Bob Baffert: Justify’s positive test came from contaminated food
Hall of Fame trainer Bob Baffert denied giving 2018 Triple Crown winning horse Justify a banned substance that caused a positive test prior to last year’s Kentucky Derby and blamed the result on contaminated food.
Baffert said in a statement Thursday that he “unequivocally” rejects the implication he would give Justify or any other horse Scopolamine, which the colt tested positive for in April 2018. The New York Times reported Justify tested positive for the substance after winning the Santa Anita Derby and that the California Horse Racing Board did not adequately investigate the matter.
Justify was allowed to run in the Kentucky Derby a month later and went on to become horse racing’s 13th Triple Crown winner.

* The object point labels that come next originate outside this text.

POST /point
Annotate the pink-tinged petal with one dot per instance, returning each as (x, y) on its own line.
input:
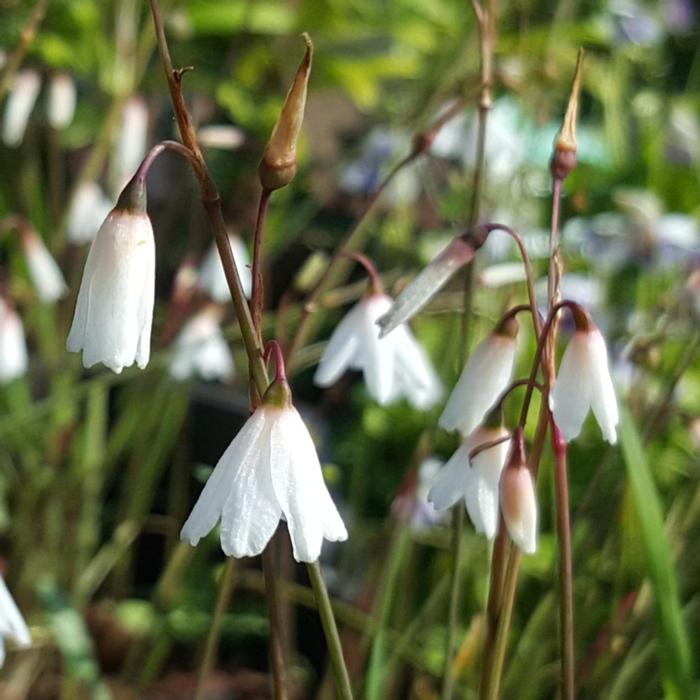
(341, 349)
(298, 484)
(486, 375)
(519, 507)
(241, 455)
(570, 399)
(603, 400)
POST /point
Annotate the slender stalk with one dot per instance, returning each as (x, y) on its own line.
(566, 610)
(258, 293)
(211, 647)
(212, 205)
(335, 649)
(277, 645)
(448, 679)
(29, 32)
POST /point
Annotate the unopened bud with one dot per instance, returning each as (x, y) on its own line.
(518, 502)
(279, 162)
(564, 157)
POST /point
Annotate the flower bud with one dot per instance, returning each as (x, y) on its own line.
(279, 162)
(564, 156)
(518, 502)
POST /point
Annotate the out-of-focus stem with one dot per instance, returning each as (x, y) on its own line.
(25, 39)
(335, 649)
(211, 647)
(277, 645)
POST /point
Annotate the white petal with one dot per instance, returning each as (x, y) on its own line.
(603, 401)
(341, 349)
(12, 623)
(251, 512)
(486, 375)
(570, 398)
(299, 487)
(114, 311)
(243, 451)
(452, 480)
(19, 105)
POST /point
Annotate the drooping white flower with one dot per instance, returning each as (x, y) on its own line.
(13, 347)
(212, 276)
(393, 366)
(114, 311)
(584, 383)
(270, 471)
(200, 348)
(519, 506)
(19, 105)
(88, 209)
(62, 99)
(12, 624)
(477, 483)
(43, 269)
(486, 375)
(133, 137)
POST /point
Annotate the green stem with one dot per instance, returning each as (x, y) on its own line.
(211, 647)
(335, 649)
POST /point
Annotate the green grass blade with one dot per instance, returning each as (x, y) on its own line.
(674, 645)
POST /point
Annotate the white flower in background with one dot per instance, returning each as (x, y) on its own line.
(13, 347)
(43, 269)
(486, 375)
(223, 136)
(420, 290)
(12, 624)
(211, 272)
(132, 139)
(88, 209)
(393, 366)
(62, 99)
(114, 311)
(519, 505)
(270, 471)
(477, 483)
(200, 348)
(584, 382)
(19, 105)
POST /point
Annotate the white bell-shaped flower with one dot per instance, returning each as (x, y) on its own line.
(518, 500)
(200, 348)
(62, 99)
(213, 278)
(19, 105)
(393, 366)
(114, 311)
(13, 346)
(270, 471)
(43, 269)
(584, 383)
(89, 208)
(477, 483)
(485, 376)
(12, 624)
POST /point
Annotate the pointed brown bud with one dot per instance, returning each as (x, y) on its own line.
(564, 157)
(279, 162)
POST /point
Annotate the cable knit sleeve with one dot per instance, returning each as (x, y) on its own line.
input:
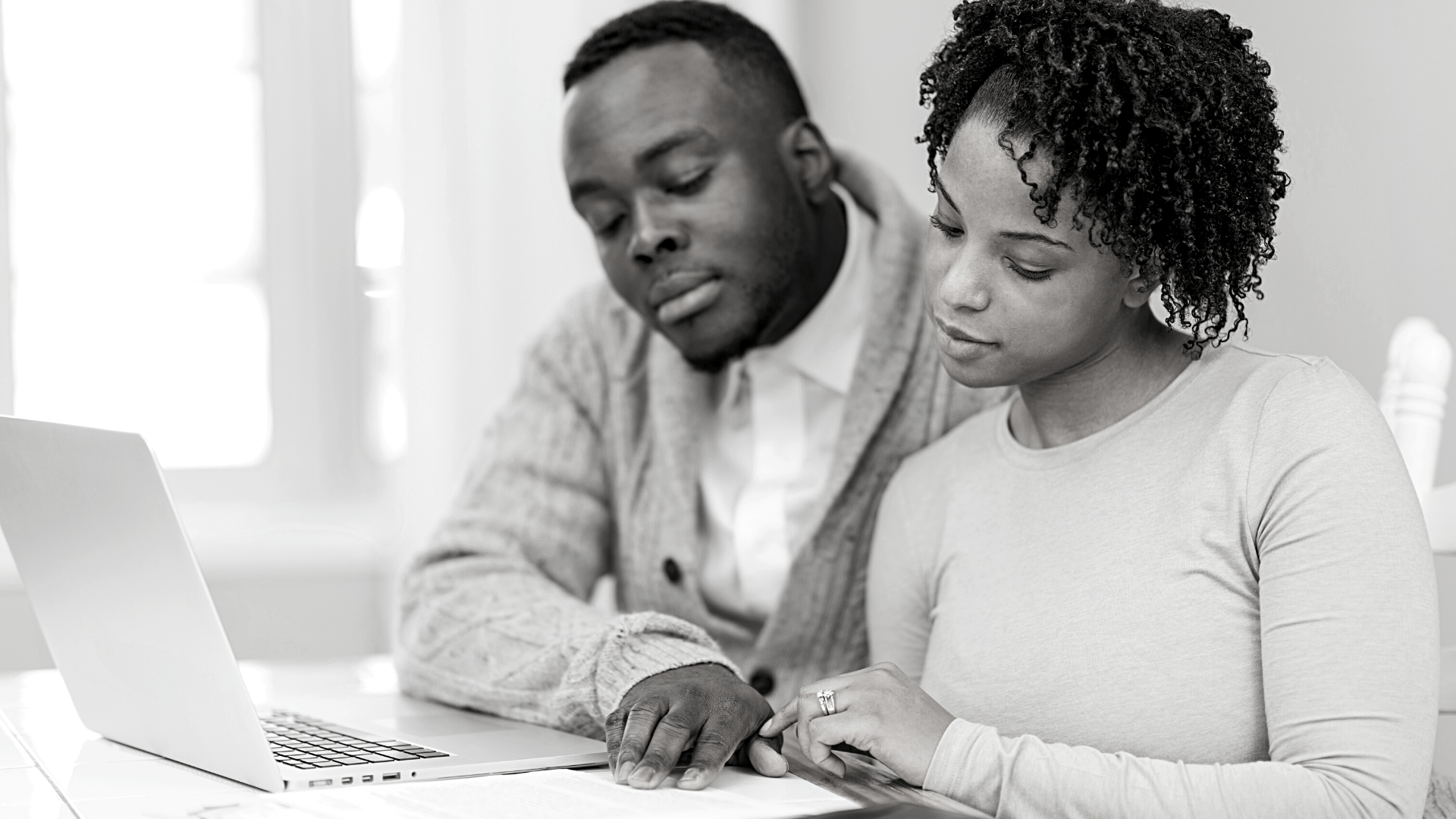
(494, 613)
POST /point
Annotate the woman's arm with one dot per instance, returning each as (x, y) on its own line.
(897, 601)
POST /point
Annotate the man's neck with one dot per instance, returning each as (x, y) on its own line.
(1101, 391)
(830, 229)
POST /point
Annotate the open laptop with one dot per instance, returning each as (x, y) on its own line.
(133, 630)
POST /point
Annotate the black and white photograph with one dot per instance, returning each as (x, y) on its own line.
(727, 410)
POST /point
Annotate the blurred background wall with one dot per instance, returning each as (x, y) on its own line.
(414, 235)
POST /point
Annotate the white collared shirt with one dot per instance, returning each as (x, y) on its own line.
(767, 449)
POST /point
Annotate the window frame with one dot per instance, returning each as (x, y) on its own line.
(316, 309)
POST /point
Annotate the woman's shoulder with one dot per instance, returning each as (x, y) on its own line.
(967, 445)
(1285, 385)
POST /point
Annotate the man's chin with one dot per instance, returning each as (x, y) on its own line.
(712, 357)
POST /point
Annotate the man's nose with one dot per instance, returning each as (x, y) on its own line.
(654, 235)
(967, 286)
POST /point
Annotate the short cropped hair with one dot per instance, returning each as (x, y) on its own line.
(1159, 120)
(745, 55)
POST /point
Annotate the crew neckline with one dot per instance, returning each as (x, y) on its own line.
(1053, 457)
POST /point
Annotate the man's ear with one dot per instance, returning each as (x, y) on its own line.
(810, 161)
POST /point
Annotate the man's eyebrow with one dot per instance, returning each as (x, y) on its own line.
(1028, 237)
(944, 193)
(672, 142)
(653, 153)
(582, 188)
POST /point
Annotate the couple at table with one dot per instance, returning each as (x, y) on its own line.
(943, 490)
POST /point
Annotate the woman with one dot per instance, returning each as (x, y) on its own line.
(1169, 577)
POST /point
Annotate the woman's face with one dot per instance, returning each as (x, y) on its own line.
(1012, 299)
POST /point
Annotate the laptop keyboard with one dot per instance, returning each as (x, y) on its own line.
(303, 742)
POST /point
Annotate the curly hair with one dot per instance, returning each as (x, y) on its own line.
(745, 55)
(1158, 120)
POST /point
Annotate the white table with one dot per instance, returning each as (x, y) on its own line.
(53, 768)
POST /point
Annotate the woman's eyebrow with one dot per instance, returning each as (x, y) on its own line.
(1028, 237)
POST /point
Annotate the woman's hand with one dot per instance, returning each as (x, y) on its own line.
(878, 710)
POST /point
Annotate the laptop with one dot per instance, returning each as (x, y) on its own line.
(137, 640)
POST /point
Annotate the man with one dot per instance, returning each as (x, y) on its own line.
(714, 428)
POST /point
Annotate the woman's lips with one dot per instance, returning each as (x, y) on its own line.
(959, 343)
(683, 295)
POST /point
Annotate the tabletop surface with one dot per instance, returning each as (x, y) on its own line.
(53, 767)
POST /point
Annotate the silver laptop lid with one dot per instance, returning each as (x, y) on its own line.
(121, 601)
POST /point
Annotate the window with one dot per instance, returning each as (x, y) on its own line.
(182, 191)
(136, 202)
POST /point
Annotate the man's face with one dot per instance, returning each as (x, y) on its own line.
(698, 221)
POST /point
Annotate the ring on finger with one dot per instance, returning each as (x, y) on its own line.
(827, 703)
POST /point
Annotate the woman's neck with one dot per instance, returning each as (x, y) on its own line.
(1103, 390)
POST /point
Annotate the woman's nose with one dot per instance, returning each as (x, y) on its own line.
(967, 284)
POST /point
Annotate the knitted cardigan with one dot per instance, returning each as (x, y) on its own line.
(592, 468)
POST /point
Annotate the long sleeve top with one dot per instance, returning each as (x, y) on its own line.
(593, 468)
(1222, 605)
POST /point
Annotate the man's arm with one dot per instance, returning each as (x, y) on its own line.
(494, 614)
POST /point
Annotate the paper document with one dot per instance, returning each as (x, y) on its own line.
(549, 795)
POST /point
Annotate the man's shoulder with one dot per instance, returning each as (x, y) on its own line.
(595, 328)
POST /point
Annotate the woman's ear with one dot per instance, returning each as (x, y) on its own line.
(1142, 281)
(808, 158)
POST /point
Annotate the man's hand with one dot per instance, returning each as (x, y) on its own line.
(704, 707)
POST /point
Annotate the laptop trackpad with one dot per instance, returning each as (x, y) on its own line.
(443, 725)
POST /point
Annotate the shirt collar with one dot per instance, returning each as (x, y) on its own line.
(826, 344)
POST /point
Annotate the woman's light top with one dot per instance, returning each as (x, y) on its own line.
(1238, 572)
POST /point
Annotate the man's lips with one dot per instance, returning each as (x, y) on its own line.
(685, 293)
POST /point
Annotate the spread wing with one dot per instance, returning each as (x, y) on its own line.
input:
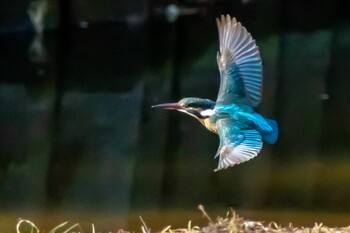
(236, 145)
(239, 64)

“Damn shame this great horse, connections and me have to be put through all this,” Baffert said in a separate text message to The Associated Press. “It was obvious environmental contamination. It’s been a known problem in California.”
Attorney W. Craig Robertson also wrote a letter addressed to the Times defending Baffert and saying the California racing board did the correct thing by not pursuing a lengthy investigation. Baffert and Robertson each pointed out Justify was found to have a trace amount of Scopolamine in his system and said that can come from jimson weed, which grows wild in California.

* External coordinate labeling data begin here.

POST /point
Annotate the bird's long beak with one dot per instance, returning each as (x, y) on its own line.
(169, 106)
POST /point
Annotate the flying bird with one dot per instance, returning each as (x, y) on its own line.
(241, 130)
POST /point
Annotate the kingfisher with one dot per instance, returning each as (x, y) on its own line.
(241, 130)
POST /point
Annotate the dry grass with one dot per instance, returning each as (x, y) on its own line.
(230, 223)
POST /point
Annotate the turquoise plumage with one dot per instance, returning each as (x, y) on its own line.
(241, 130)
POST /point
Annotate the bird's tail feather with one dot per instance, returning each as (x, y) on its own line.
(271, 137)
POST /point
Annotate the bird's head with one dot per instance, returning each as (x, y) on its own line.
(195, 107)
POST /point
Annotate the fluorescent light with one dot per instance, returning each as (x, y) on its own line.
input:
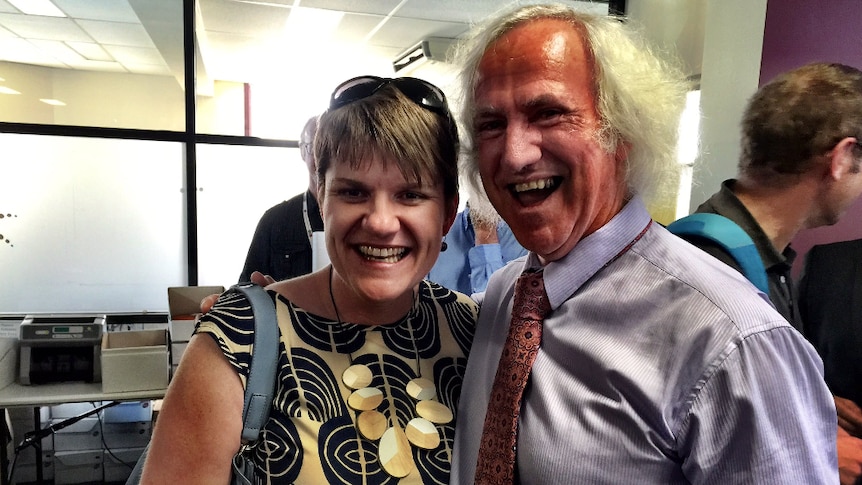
(38, 7)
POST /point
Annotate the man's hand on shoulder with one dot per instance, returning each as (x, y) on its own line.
(257, 278)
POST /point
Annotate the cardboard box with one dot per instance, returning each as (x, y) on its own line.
(184, 307)
(128, 412)
(135, 361)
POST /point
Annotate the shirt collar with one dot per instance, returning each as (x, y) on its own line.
(592, 253)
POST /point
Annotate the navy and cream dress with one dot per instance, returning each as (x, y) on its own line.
(357, 403)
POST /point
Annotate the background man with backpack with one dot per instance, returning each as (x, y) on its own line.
(799, 169)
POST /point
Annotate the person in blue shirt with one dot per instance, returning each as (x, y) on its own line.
(478, 244)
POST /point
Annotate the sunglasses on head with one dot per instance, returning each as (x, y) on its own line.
(420, 92)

Baffert said Justify passed drug tests in Kentucky, Maryland and New York on the way to the Triple Crown and called on those states’ testing agencies to “immediately release information related to Justify’s test results” there. Justify did not run another race after winning the Triple Crown and was retired.
Elliott Walden of WinStar Farm, which co-owns Justify, did not immediately respond to a message seeking comment. WinStar Farm released Baffert’s statement.
Baffert trained the only two Triple Crown winners in the past three decades: Justify in 2018 and American Pharoah in 2015.
“Justify is one of the finest horses I’ve had the privilege of training and by any standard is one of the greatest of all time,” Baffert said. “I am proud to stand by his record and my own.”
While defending his own actions, Baffert said he had no input into or influence on decisions made by the California board, which came under fire for treating this situation differently from past precedent. Upon notification of the positive test result, Robertson told the board to deal with him and not Baffert from that point forward.
“Given all the foregoing facts, I was confident that Mr. Baffert would ultimately prevail if the CHRB pursued the matter,” Robertson wrote. “This left the CHRB with two choices — either pursue a frivolous case that had no merit at great taxpayer expense, or exercise reason and common sense and decide to take no further action.”
In a news release Thursday, Animal Wellness Action executive director Marty Irby called for drug testing to be “conducted and overseen by impartial operators and not by industry players with a vested interest in looking the other way.” The Times reported the chairman of the California board owns an interest in horses trained by Baffert.
The California Horse Racing Board said in a statement emailed to the AP: “We take seriously the integrity of horse racing in California and are committed to implementing the highest standards of safety and accountability for all horses, jockeys and participants.”
A CHRB spokesman said Thursday it didn’t have anything else to add.